The parcel bordered publicly used roads at its northern and southern boundaries. There was an
old road bed leading from a point of intersection with the northern public road (known as the
Everett Green Road) southward down through the Johnson property until it intersected with the
public road bordering the southern part of the farm (known as the Johnson’s Crossroads Road).
There is no evidence that the old road bed was ever open to the public.
In 1876, Johnson partitioned the northernmost parcel of the land and deeded it to Thomas
G. Alderson. The Alderson deed reserved to Johnson a right-of-way “along his present road to
the gate at the country road near the bridge crossing Wolf Creek[,]” specifically referencing the
existing road leading north to the Everett Green Road.
In 1888, Johnson partitioned the remaining land into three separate tracts by simultaneous
deeds dated March 27, 1888. The most northern of the three was deeded to Edward A. McNeer.
1
This tract bordered the parcel that had been previously conveyed to Alderson, and the right-of
way previously reserved over that land was specifically granted to McNeer. Portions of this tract
are now owned by multiple owners, none of whom are parties to this action.
The most southern of the three tracts was deeded to Odella Ellis and is now owned by
respondent.1 This tract bordered Johnson’s Crossroads Road along its southern boundary. No
right-of-way was granted or reserved in this deed.
The tract in between the northern (E. McNeer) and southern (Ellis) tracts was deeded to
Laura McNeer, Edward McNeer’s sister and Odella Ellis’s cousin. The deed did not include any
language granting a right-of-way or otherwise specifying how the grantee was to access either of
the two public roads. Laura McNeer’s property was eventually owned by petitioner’s great-
grandmother, Margaret Ellison. Mrs. Ellison was awarded the tract as part of a partition
proceeding, by order of the Circuit Court of Monroe County on April 17, 1939. The partition
order stated that the tract awarded to Mrs. Ellison was “connected with the public road by two
easements or rights-of-way leading to, into and from the same connecting with different public
roads.” This parcel was deeded to petitioner by Mrs. Ellison in 1992.

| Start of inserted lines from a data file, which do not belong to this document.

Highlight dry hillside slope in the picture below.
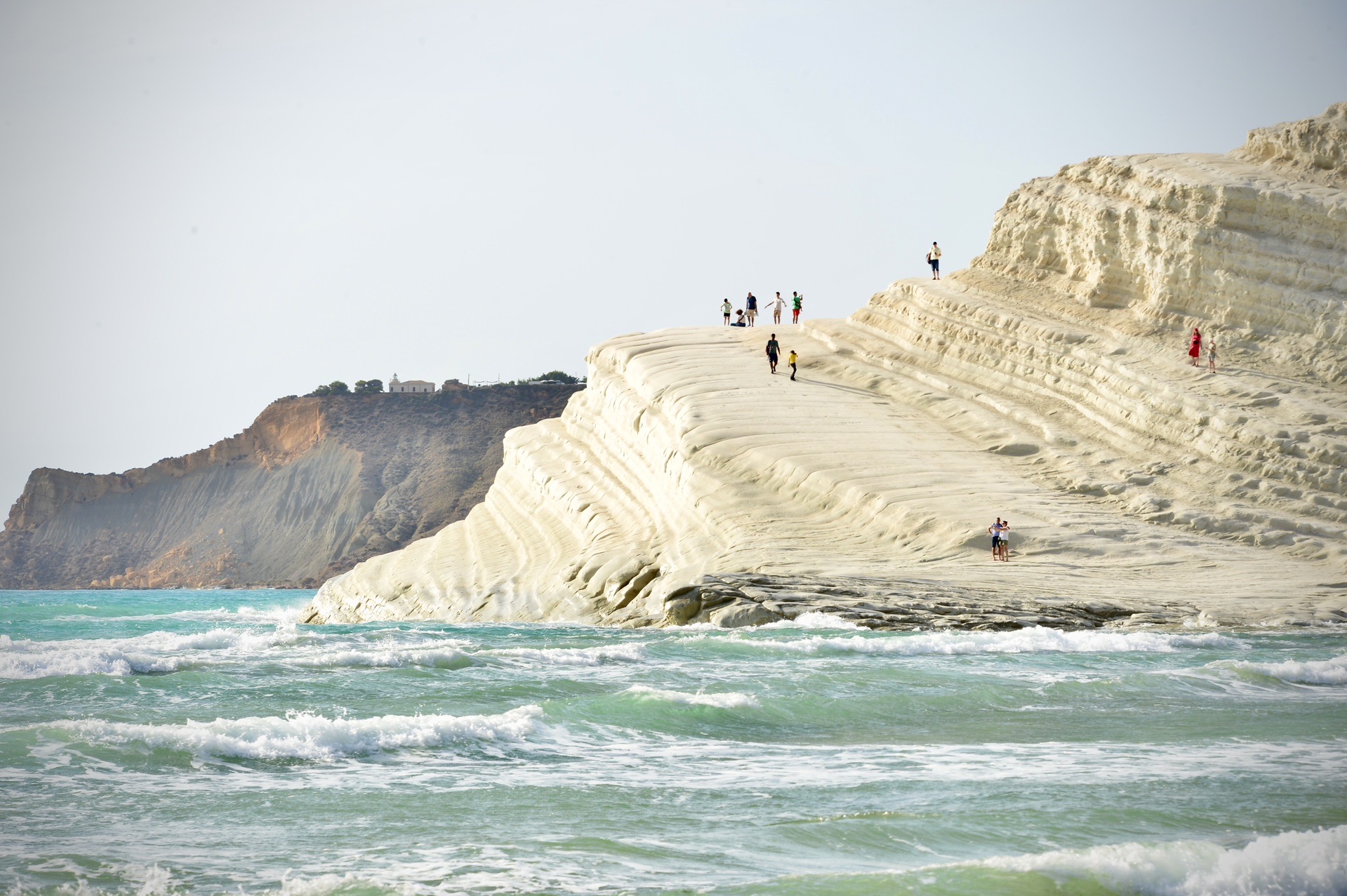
[0,385,576,587]
[307,105,1347,627]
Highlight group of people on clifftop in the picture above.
[1188,328,1216,373]
[721,293,804,326]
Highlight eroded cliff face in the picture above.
[0,385,575,587]
[307,105,1347,627]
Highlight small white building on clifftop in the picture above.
[388,373,435,392]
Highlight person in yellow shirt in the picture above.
[927,243,940,280]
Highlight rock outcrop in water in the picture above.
[307,104,1347,627]
[0,385,576,587]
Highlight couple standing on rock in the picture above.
[721,293,804,326]
[988,516,1010,563]
[767,334,800,380]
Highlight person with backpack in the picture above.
[927,243,940,280]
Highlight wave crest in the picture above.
[1230,653,1347,685]
[54,703,543,761]
[623,685,758,709]
[975,824,1347,896]
[734,627,1247,656]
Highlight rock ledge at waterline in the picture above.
[306,104,1347,628]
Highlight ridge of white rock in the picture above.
[306,104,1347,627]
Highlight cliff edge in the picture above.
[306,104,1347,628]
[0,385,576,589]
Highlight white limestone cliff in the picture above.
[307,104,1347,627]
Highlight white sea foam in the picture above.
[623,685,758,709]
[53,704,543,761]
[0,628,298,679]
[1227,655,1347,685]
[292,641,473,668]
[976,824,1347,896]
[734,627,1247,656]
[485,644,646,666]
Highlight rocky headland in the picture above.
[0,384,580,589]
[305,104,1347,628]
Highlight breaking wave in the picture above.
[623,685,758,709]
[53,704,543,761]
[485,644,646,666]
[0,628,298,679]
[1227,655,1347,685]
[976,824,1347,896]
[733,627,1247,656]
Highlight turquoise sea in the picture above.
[0,591,1347,896]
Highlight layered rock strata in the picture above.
[307,105,1347,627]
[0,385,575,587]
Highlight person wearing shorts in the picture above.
[988,516,1005,561]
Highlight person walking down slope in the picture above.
[767,333,781,373]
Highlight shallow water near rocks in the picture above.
[0,591,1347,895]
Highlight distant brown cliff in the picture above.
[0,384,583,589]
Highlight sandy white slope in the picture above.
[307,104,1347,627]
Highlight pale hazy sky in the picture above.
[0,0,1347,508]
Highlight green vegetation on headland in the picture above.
[303,370,585,397]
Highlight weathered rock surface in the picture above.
[307,105,1347,627]
[0,385,575,587]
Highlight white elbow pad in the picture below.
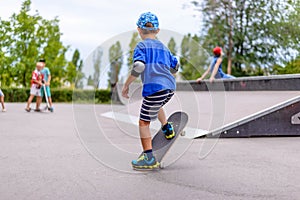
[131,61,146,77]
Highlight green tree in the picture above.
[168,37,177,55]
[108,41,123,85]
[192,0,300,76]
[0,0,74,87]
[127,32,140,69]
[92,48,103,88]
[65,49,84,88]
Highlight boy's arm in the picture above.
[46,74,51,86]
[32,79,43,85]
[122,61,145,98]
[122,75,137,99]
[170,56,180,75]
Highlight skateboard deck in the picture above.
[140,112,188,168]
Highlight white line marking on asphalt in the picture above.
[101,112,208,139]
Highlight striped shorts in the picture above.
[140,90,174,122]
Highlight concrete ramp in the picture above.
[197,96,300,138]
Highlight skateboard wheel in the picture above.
[180,131,185,136]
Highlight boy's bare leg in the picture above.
[158,108,168,126]
[48,97,52,107]
[26,95,34,109]
[0,96,5,109]
[139,120,152,151]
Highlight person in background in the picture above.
[37,58,54,112]
[0,89,6,112]
[197,47,235,82]
[25,62,43,112]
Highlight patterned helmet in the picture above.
[136,12,159,30]
[213,47,222,55]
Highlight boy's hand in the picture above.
[122,85,129,99]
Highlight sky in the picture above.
[0,0,200,59]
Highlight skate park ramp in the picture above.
[113,75,300,138]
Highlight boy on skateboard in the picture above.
[0,89,6,112]
[25,62,43,112]
[37,58,54,112]
[122,12,179,169]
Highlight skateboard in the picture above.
[140,112,188,169]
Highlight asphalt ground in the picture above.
[0,92,300,200]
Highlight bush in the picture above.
[2,88,111,103]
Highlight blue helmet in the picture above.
[136,12,159,30]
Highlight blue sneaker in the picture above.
[49,107,54,112]
[131,153,159,170]
[161,122,175,140]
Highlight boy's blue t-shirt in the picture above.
[133,39,178,97]
[41,67,51,82]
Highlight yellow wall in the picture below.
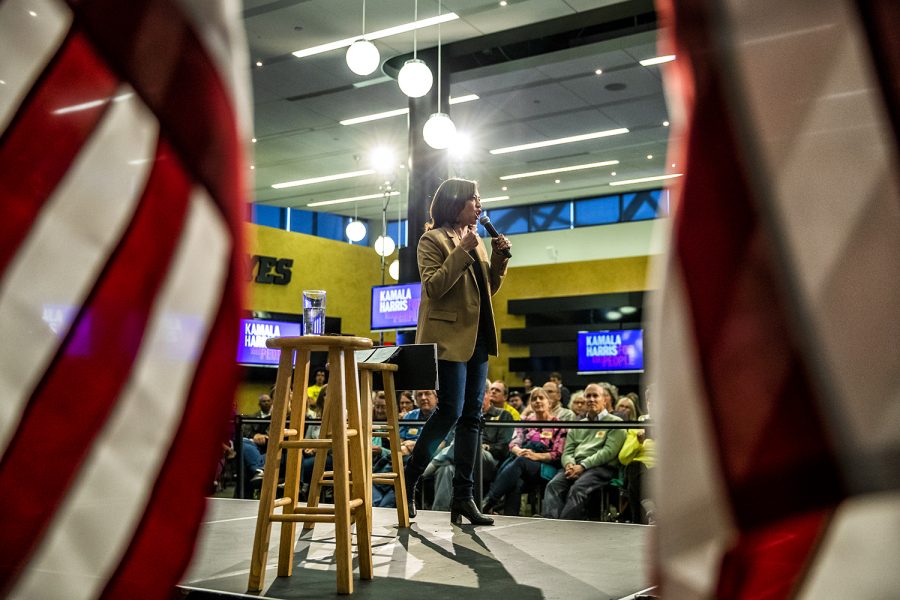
[488,256,650,386]
[237,224,649,404]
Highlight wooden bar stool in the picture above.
[248,336,372,594]
[303,363,409,529]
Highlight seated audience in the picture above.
[306,369,328,402]
[597,381,619,412]
[481,388,566,515]
[522,377,534,398]
[550,371,571,408]
[542,383,625,519]
[506,390,525,417]
[619,389,656,525]
[569,391,587,419]
[613,396,640,421]
[397,390,416,417]
[523,381,577,421]
[423,385,513,510]
[241,394,272,439]
[400,390,437,456]
[486,379,522,421]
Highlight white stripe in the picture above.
[14,189,230,600]
[0,88,157,450]
[177,0,253,144]
[0,0,72,132]
[726,0,900,489]
[650,258,736,599]
[797,492,900,600]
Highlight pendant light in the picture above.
[344,202,366,242]
[422,0,456,150]
[347,0,381,75]
[397,0,434,98]
[375,235,397,256]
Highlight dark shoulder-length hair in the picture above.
[425,177,477,231]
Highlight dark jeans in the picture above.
[487,456,543,517]
[405,336,487,500]
[543,465,619,520]
[625,461,647,523]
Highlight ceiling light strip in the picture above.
[500,160,619,181]
[272,169,375,190]
[491,127,629,154]
[340,108,409,125]
[292,13,459,58]
[609,173,682,185]
[307,191,400,206]
[640,54,675,67]
[340,94,478,125]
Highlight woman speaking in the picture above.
[405,179,510,525]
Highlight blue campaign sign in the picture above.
[372,282,422,331]
[578,329,644,373]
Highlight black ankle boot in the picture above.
[450,498,494,525]
[481,496,499,515]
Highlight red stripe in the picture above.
[0,142,191,590]
[68,0,247,240]
[716,509,832,600]
[102,274,243,598]
[675,0,843,526]
[664,0,845,598]
[71,0,247,597]
[0,33,118,273]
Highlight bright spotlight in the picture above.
[449,131,472,158]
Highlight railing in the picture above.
[234,415,653,506]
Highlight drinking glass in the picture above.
[303,290,325,335]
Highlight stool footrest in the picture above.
[281,439,331,448]
[269,498,363,523]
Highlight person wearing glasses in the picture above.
[485,379,522,421]
[542,383,626,519]
[405,178,510,525]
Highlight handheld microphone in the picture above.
[478,215,512,258]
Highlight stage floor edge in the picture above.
[179,498,651,600]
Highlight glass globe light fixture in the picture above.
[345,220,366,242]
[375,235,397,256]
[397,58,434,98]
[422,113,456,150]
[347,39,381,75]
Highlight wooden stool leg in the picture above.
[381,371,409,527]
[328,350,353,594]
[346,352,373,579]
[269,350,310,577]
[303,382,334,529]
[359,369,374,525]
[248,350,294,592]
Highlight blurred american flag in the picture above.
[0,0,250,598]
[655,0,900,598]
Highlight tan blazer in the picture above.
[416,227,509,362]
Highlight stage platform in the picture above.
[181,498,651,600]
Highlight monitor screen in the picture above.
[578,329,644,375]
[372,282,422,331]
[237,319,300,366]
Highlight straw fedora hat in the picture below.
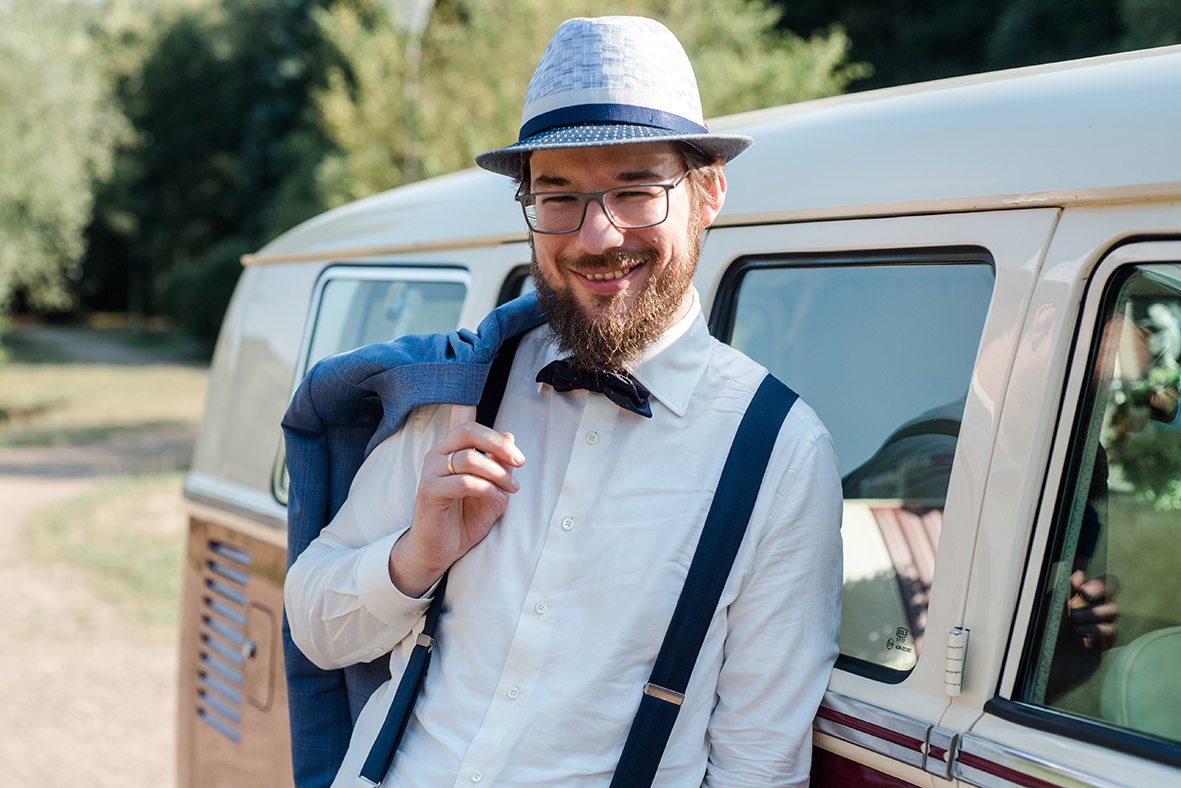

On January 23, 2015, petitioner filed an amended complaint for declaratory judgment and
injunctive relief against respondent in which he alleged that he possessed an implied easement
through prior use or, in the alternative, an implied easement by necessity, leading from his parcel
over the adjoining tract originally granted to Odella Ellis and now owned by respondent.2
Petitioner also sought punitive damages.3
At trial, a series of letters by and between Mrs. Ellison and various county and other
public officials over the years were admitted into evidence. The letters related to the fact that the
northern access to Mrs. Ellison’s property had been fenced/gated and blocked off by her
neighbors, the Thompson family, who then owned and still own the land through which the road
located to the north of petitioner’s property (i.e., the Everett Green Road) ran. According to these
letters, Mrs. Ellison used only the northern route to access her property. With regard to the
southern route (i.e., Johnson’s Crossroads Road), the letters revealed that Mrs. Ellison did not
consider it to be a viable route to and from her property because large limestone rocks made it
impassable and because the route had not been used, in her words, since “wagon days.”
1
This tract was devised to respondent by William Austin Bradley, who owned it from
1962 until his death in 2014. The tract was devised to respondent upon Bradley’s death.
2
According to petitioner, measuring from his property boundaries, the distance across
respondent’s property to the public road known as Johnson’s Crossroads Road is 500 feet while
the distance to travel north to the public road known as the Everett Green Road is 2,100 feet.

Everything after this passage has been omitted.